Features like Bing’s Visual Search and Google Fast Flip, which is designed to replicate the experience of flipping through the pages of a newspaper or magazine, are supposed to be improving the traditional search engine.
Searching with images is meant to help us find what we want faster. But I think these tools are doing more harm than good; all I see is a mess of useless features that bring more confusion into the search process — not less.
Bing 2.0
Microsoft employees were given a sneak peak at the new Bing features last week, and many of them were tweeting wildly about what Bing had in store for the public.
Yesterday, the rest of us were introduced to Bing’s Visual Search. Powered by Microsoft’s video plug-in, Silverlight, Visual Search is supposed to help you “winnow your search down fast.” But all I found was a frustrating mess of images that, more often than not, meant almost nothing to me.
I tried Microsoft’s Visual Search test page, which is primed with search categories that would benefit from a visual search engine. For my test, I used the movies category, which initially called up a selection of more than 800 movies.
The centre of the page displays movie images, while the left side of the page lists several links that could help cut my search down by pointing me to which movies are in theaters, which are the top box office performers, and which fall into categories like action and comedy.
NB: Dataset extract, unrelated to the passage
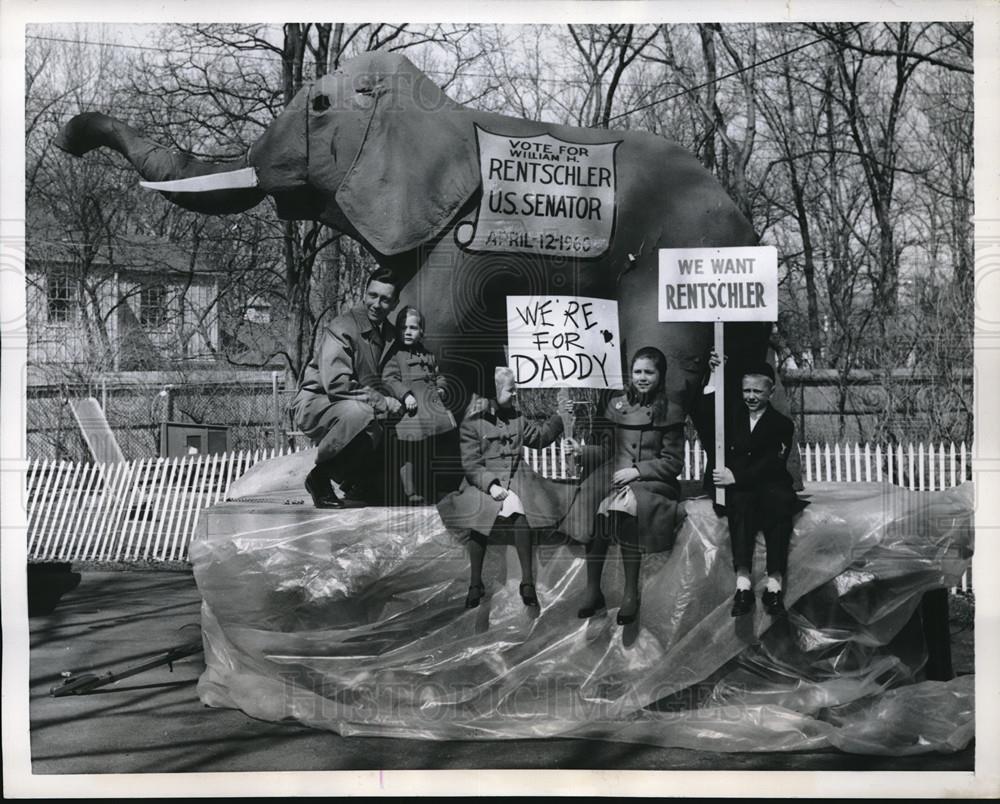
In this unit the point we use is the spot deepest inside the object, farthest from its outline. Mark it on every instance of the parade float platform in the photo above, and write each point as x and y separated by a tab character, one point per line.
353	620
I can see how Visual Search would be a quick way to find out what’s playing on the big screen this week or to see which movies are coming soon, but the larger categories like action, comedy, and drama were ridiculous. I mean, really, how often are you going to scroll through an A-Z list of thousands of action movies? I’m guessing not very often.
But let’s say you found the image you were looking for, and now you want to learn more about that particular movie.
So you click on the image, and guess where Bing takes you? That’s right: a list of boring blue links interspersed with a few images and video thumbnails. So Bing doesn’t go beyond the list of blue links with Visual Search; it just adds a few more steps to get you there.
Google Fast Flip
Fast Flip is a Google News add-on that is an attempt to imitate the experience of flipping through a magazine. Google said it wanted to design a “way to flip through articles really fast without unnatural delays, just as we can in print.”
To a certain degree Google is on the right track. The Fast Flip pages load quickly and you get a visual snapshot of what the more popular news Web site looks like in relative real time.
However, I found it hard to read the headlines in Fast Flip, and many of the visuals the service provided were just snapshots of lines and lines of text.
If you want to read what a page says, you can click on a snapshot to magnify it, read parts of the text from that site and then scroll through the rest of the Web snapshots as well. This effect is closer to that magazine feel Google was going for, but I found it confining since I was unable to get a broad look at all the news of the day the way I can with Google News.
From Google News, I can click on all the headlines I want across a much broader range of categories, and I may even click on some of the photos if they’re engaging enough. Fast Flip, on the other hand, was basically useless.
The Web snapshots left me feeling disconnected from what I was looking at, and didn’t encourage me to dig deeper the way a list of headlines does.
In Favour of the Blue Link
Look, I know I’m going to get charged with being a Luddite or technophobe for what I’m about to say, but let’s face it: blue links just work. They’re not sexy or exciting, but blue links get the job done and they do it well.
Over the years, I’ve tried all the search enhancements that companies have offered, from Ask’s sneak previews to all-visual search engines. Yet after every search trial I always come back to Google, because it works. Those basic blue links may be boring, but they help me find what I want.
Now don’t get me wrong, visual search can come in handy–like when you’re looking for an image. But when you’re searching the Web, would you rather have a flashy-looking search page … or one that does the job?
I like the blue links, because they mean something. You can read a bit of text or a headline, and almost always understand what’s being said. Not so with a photograph. Images have impact, because they can be arresting and dramatic, but they’re rarely informative.
I need to know what information a Web page contains, not what it looks like. Images in search results are nice as an addition to links, but they are by no means a replacement. When it comes to search, an image just isn’t worth a thousand words. Give me my good ol’ blue links any day.